Korzystając z okazji w końcu wyleję swoje "uczucia" co do LOTR.
Dla mnie cała ta trylogia jest strasznie powalona. Oglądając filmy miałem wrażenie że "reguły" świata zmieniają się na potrzeby bohaterów. Np zaje**li Gandalfa..to się wziął odrodził, ale inni już nie mogą.
Albo motyw z pierścieniem, no kuźwa najlepszych wojowników puszczają inną drogą, a do wulkanu gdzie można zniszczyć pierścień wysyłają karłów z owłosionymi stopami. W dodatku jeden z tych karłów do swojego "przyjaciela" mówi Panie Frodo...to ma być jego kumpel czy paź?

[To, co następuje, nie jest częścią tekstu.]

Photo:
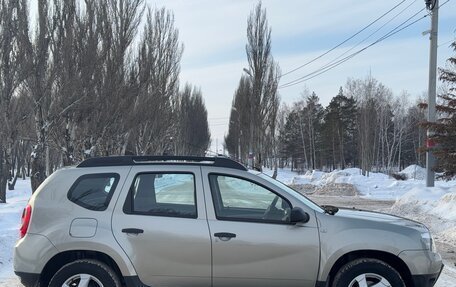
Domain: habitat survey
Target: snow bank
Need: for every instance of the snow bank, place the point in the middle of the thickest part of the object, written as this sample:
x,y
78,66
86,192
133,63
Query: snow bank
x,y
10,219
414,172
438,201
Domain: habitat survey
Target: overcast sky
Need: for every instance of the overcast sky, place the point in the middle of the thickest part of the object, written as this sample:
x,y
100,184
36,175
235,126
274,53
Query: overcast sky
x,y
214,35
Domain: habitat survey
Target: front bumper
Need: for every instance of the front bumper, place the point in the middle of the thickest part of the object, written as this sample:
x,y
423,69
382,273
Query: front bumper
x,y
29,279
428,280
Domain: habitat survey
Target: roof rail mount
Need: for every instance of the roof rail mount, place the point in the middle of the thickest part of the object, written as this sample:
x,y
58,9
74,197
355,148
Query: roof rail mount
x,y
148,159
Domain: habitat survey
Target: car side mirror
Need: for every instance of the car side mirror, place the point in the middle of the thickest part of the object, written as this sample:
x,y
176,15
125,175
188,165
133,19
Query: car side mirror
x,y
298,215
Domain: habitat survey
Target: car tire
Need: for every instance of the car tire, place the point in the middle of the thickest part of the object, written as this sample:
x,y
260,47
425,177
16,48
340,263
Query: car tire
x,y
97,273
368,271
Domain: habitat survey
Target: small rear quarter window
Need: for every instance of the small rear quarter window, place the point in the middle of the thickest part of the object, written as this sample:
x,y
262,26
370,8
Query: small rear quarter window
x,y
93,191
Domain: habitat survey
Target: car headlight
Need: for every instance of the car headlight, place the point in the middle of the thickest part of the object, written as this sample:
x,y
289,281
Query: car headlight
x,y
428,241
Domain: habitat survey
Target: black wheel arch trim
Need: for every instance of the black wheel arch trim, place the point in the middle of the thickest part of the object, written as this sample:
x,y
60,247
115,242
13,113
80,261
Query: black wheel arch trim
x,y
134,281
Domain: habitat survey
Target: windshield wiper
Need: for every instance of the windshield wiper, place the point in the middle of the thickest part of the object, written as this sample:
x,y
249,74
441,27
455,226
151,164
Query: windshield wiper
x,y
329,209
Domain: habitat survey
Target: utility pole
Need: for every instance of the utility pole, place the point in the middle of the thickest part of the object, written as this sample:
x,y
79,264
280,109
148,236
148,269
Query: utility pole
x,y
433,7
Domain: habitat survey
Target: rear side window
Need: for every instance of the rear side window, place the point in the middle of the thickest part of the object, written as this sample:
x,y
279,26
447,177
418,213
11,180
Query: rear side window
x,y
94,191
162,194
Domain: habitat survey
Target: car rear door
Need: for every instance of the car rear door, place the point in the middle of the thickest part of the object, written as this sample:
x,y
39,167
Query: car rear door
x,y
160,222
252,243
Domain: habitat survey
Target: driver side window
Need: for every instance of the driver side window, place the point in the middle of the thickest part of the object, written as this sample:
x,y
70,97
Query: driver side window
x,y
243,200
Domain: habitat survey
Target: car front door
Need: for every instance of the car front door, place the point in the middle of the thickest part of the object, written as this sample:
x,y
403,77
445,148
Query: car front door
x,y
253,243
160,222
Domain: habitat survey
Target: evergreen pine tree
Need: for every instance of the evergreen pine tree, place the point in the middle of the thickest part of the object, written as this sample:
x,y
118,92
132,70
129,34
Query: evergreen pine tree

No jeszcze to że praktycznie przez zniszczenie pierścienia upada cały reżim Saurona...to potwierdza to że wystarczyło wysłać całą drużynę by wyje**li ten pierścień w ten wulkan i darować sobie te wszystkie bitwy. OK nie powiem bo widowiskowo jest, Aragorn, Legolas i reszta drużyny (prócz karłów) to fajne postacie. W dodatku jeszcze akcje w stylu: "bohaterowie udali się gdzieś tam"..aha super..ale skąd ja mam wiedzieć gdzie to jest? czy to zaraz za najbliższym wzgórzem czy kilka dni drogi?
Naprawdę chciałbym polubić tą trylogię, ale pełno jest rzeczy które mnie odpycha od niej.